Tuesday 17 May 2022

Sabatha of the Twenty Eight Stars, (2nd. Rewrite. New longer version Completed).

Dissolving blank masks in bitter tears
I meet your eyes, blue and piercing,
seeing me as I truly am.

Debussy on the radio
reminds me that your home in France
may soon become a distant memory.

And my favourite view of central Paris?
An umbered text book photograph
pressed between frayed, wine stained covers.

I have seen all things we both held dear
despoiled by pampered narcissists
disguised as caring politicians.

Religion can also seem divisive.
You meditate. I wear a cross.
Two customs often mocked - derided
by folk who only view our masks
and not the truths that live beneath them.

But hope burns deeper than politicking.
It seems hope is a child of love,
not of deceit and subterfuge.
Tyrants enforce passports and visas,
but cannot stop strangers becoming friends.

Thus it was for us when we first met
in a time of conflict and revolutions
when governments feared freedom of thought.
You smiled.
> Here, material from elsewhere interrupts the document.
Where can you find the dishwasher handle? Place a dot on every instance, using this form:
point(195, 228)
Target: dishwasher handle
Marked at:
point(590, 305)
I crossed the line to greet you.

Language is not a problem for us,
and customs are only shadow boxing,
so when I phoned you late last night,
your sad face flickering on the screen,
I knew that we are safe and well

and strongly bound together.
Love cannot be destroyed by loss,
or faith by separation.

Trevor John Karsavin Potter.
First Version: July 29th. 2016. - April 20th. 2020.
Ne Rewritten version: May 17th. - 18th. - 28th. 2022.
Umbered means seen through firelight in the context of this poem. The fires that ravaged Notre Dame de Paris; also the fires of Brexit and religious disharmony.